Durdu Kaldı Plaklar
Karanlık çöküyor ağırdan. Bu şehre değil yüreğimin ıssız köşelerine... Geç değil daha. Kaçmak için yağmurdan. Kapıyı çalmak için geç değildi Pâre...
Gelmedin... Mumlar eridi sonrasında.
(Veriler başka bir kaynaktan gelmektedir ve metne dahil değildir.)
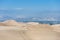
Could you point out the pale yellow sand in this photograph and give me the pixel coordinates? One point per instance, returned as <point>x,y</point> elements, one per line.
<point>12,30</point>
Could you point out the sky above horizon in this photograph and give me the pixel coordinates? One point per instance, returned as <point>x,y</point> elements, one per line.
<point>30,8</point>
Ben beklemekten unuttum galiba geleceğini... Uzaklarda kaldı gözlerim. Kaldıramamaktan korktum belki de. Düşünsene sen yoksun ben yorgun ve her yeri sükunet sarmış... Çok ağrıdı bu yürek Pâre. Severken de yoruldu, unuturken de uğurlarken de...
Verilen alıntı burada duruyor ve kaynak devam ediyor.